Was aber geschah etwa jüngst rund um eine österreichische Ministerin, die wegen akademischer Unsäglichkeiten und evidentem Gesetzesbruch demissionieren mußte? Es gab seitens der Kulturpolitik keine Verteidigungsrede zugunsten der Mühen des Wissenserwerb.
Es gab a) Schweigen und b) freundliche Grußadressen an jene radikale Aufsteigerin, die sich bis heute – soviel ich weiß – für ihre Attacke auf das geistige Leben des Landes nicht entschuldigt hat.
Davor waren europaweit wissenschaftliche Periodika gelegentlich in Kritik geraten, weil man es bei der Prüfung eingereichter Manuskripte da und dort nicht so genau nahm, was Publikationen zur Folge hatte, die den üblichen Regeln nicht genügten.
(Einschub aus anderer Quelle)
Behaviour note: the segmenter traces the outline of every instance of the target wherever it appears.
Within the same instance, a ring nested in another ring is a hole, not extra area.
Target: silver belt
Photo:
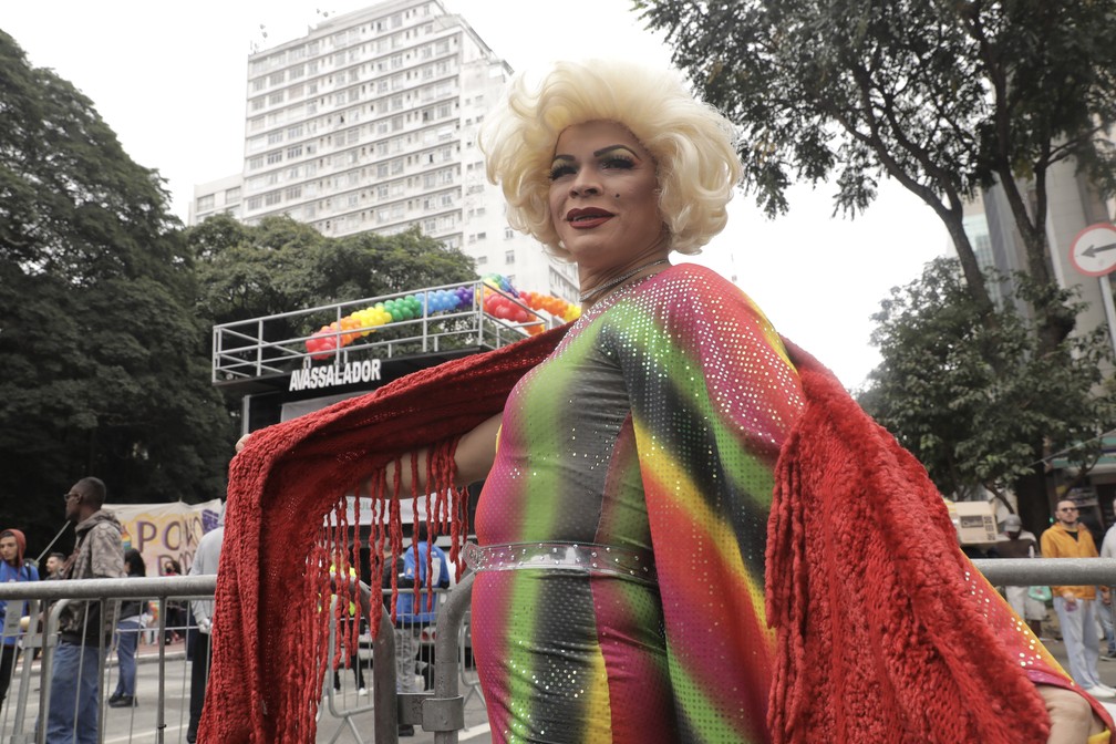
[[[465,544],[464,558],[474,571],[552,569],[607,573],[650,584],[658,582],[651,551],[591,542],[512,542],[483,548],[470,542]]]

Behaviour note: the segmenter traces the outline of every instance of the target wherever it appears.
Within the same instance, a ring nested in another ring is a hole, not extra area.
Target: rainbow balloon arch
[[[541,334],[546,319],[540,312],[560,319],[562,322],[576,320],[581,308],[552,294],[519,292],[507,277],[488,274],[475,282],[455,289],[436,289],[416,294],[376,302],[352,312],[328,326],[323,326],[306,339],[306,350],[310,358],[328,359],[338,348],[344,348],[359,338],[374,334],[377,328],[391,323],[417,320],[439,313],[460,312],[477,307],[489,316],[517,323],[530,334]]]

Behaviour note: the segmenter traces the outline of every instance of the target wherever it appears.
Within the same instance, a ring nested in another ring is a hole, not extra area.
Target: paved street
[[[1057,636],[1056,618],[1051,612],[1043,630],[1048,636]],[[1065,664],[1066,648],[1057,638],[1049,640],[1047,647],[1054,655]],[[161,735],[157,734],[156,712],[158,709],[160,676],[157,664],[157,648],[153,646],[141,647],[141,664],[137,667],[136,688],[140,704],[135,708],[108,708],[105,718],[105,744],[182,744],[185,742],[187,706],[189,706],[189,674],[190,667],[185,660],[182,644],[167,647],[165,675],[162,679],[163,696],[165,699],[163,728]],[[1116,687],[1116,661],[1101,661],[1099,665],[1100,676],[1105,684]],[[38,665],[35,665],[38,673]],[[472,678],[475,678],[474,676]],[[112,686],[116,684],[115,667],[109,670],[109,693]],[[373,740],[373,714],[368,696],[358,696],[354,689],[352,673],[345,671],[341,675],[343,689],[335,693],[333,699],[326,697],[321,705],[321,715],[318,721],[319,744],[372,744]],[[184,692],[186,690],[186,692]],[[468,694],[468,690],[463,690]],[[13,714],[17,707],[18,680],[13,682],[12,689],[9,690],[2,715],[0,715],[0,740],[10,741],[9,734],[15,725]],[[29,700],[27,721],[29,725],[25,731],[33,726],[38,704],[38,679],[31,684],[31,695]],[[1116,714],[1116,705],[1108,705],[1108,708]],[[237,712],[228,712],[228,715],[237,715]],[[416,744],[432,744],[433,733],[417,731],[414,737],[400,740],[404,744],[414,742]],[[459,741],[472,744],[489,744],[492,741],[488,727],[488,718],[479,694],[472,694],[465,704],[465,728],[459,734]]]
[[[186,724],[189,723],[189,689],[190,665],[185,660],[182,642],[167,647],[165,674],[162,679],[163,727],[158,734],[156,714],[160,699],[158,649],[155,646],[141,646],[140,664],[136,667],[136,697],[138,705],[134,708],[107,708],[105,716],[105,744],[183,744],[186,741]],[[32,667],[33,677],[30,686],[25,733],[33,731],[38,714],[39,665]],[[22,670],[20,664],[17,674]],[[475,675],[473,675],[475,678]],[[107,694],[112,694],[116,685],[116,668],[109,668]],[[373,713],[371,696],[358,696],[354,688],[350,671],[341,674],[341,690],[326,696],[321,703],[318,719],[317,742],[320,744],[371,744],[373,740]],[[18,707],[19,679],[12,682],[8,698],[0,713],[0,741],[11,741],[15,731],[15,714]],[[462,689],[462,694],[468,690]],[[229,712],[237,715],[235,712]],[[402,738],[401,742],[416,744],[433,743],[434,734],[416,731],[415,736]],[[459,741],[473,744],[488,744],[488,717],[479,694],[469,696],[465,704],[465,728],[460,733]]]

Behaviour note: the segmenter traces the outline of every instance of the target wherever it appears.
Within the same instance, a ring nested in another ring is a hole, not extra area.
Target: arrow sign
[[[1090,259],[1094,259],[1100,251],[1116,251],[1116,243],[1108,243],[1107,245],[1089,245],[1087,249],[1081,251],[1081,255],[1088,255]]]
[[[1116,225],[1098,222],[1077,233],[1069,247],[1069,260],[1087,277],[1103,277],[1116,270]]]

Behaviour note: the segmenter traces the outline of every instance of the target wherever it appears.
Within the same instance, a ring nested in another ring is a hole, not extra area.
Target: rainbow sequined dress
[[[520,380],[477,516],[494,738],[766,738],[764,535],[800,406],[767,319],[692,264],[595,305]]]

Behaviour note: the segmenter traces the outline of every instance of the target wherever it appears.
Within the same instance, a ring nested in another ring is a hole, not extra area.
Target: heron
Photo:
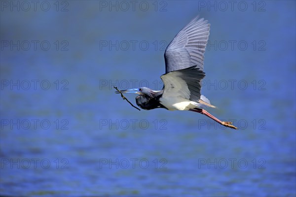
[[[237,129],[231,122],[222,121],[206,111],[216,108],[201,94],[204,54],[210,35],[208,21],[199,16],[182,29],[168,45],[164,53],[165,74],[160,76],[162,90],[147,87],[124,90],[116,93],[136,93],[136,102],[141,108],[149,110],[164,108],[169,110],[189,110],[204,114],[218,123]]]

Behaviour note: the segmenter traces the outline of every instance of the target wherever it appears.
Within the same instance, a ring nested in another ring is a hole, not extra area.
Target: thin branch
[[[131,102],[130,102],[129,101],[129,100],[128,100],[127,99],[127,98],[125,98],[125,97],[124,97],[123,96],[123,95],[122,94],[122,93],[121,93],[121,92],[117,89],[117,87],[113,86],[113,87],[114,88],[115,88],[116,89],[116,90],[117,90],[117,91],[118,91],[119,92],[119,93],[120,93],[120,95],[121,95],[121,97],[122,98],[123,98],[123,100],[126,100],[126,101],[127,102],[128,102],[128,103],[130,103],[131,104],[131,105],[132,105],[133,107],[135,107],[136,109],[138,109],[139,111],[141,111],[141,109],[140,109],[139,108],[138,108],[138,107],[137,107],[136,106],[135,106],[135,105],[134,105],[133,104],[133,103],[132,103]]]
Wo Protektion vor Kompetenz geht, was in Österreich wieder merklich zunimmt, scheint es derzeit schwer zu sein, allgemein plausibel zu machen, daß sich die Mühen von Wissenserwerb lohnen. Dazu gehört eben auch, daß man sich um Erfahrungen und Kriterien bemüht, damit man die Qualität von Quellen beurteilen kann, was anscheinend völlig aus der Mode kommt.
Wenn dann freilich der „Doctor youtubis causa“ per Fernstudium ebenso mühelos wie unterhaltsam erworben werden kann, wird es schwer, mühsamere Wege als relevant herauszustellen.
Dann sah ich, wie kulturpolitisches Personal einer Ministerin, die sich im Geistesleben ein Stück Korruption geleistet hatte, um ihre Berufslaufbahn aufzuwerten, zum Abschied voller Wehmut hinterherwinkte und sich mit einem Seidentüchlein kleine Tränen aus dem Augenwinkel wischte („Jetzt hat die Steiermark niemanden mehr in der Regierung.“).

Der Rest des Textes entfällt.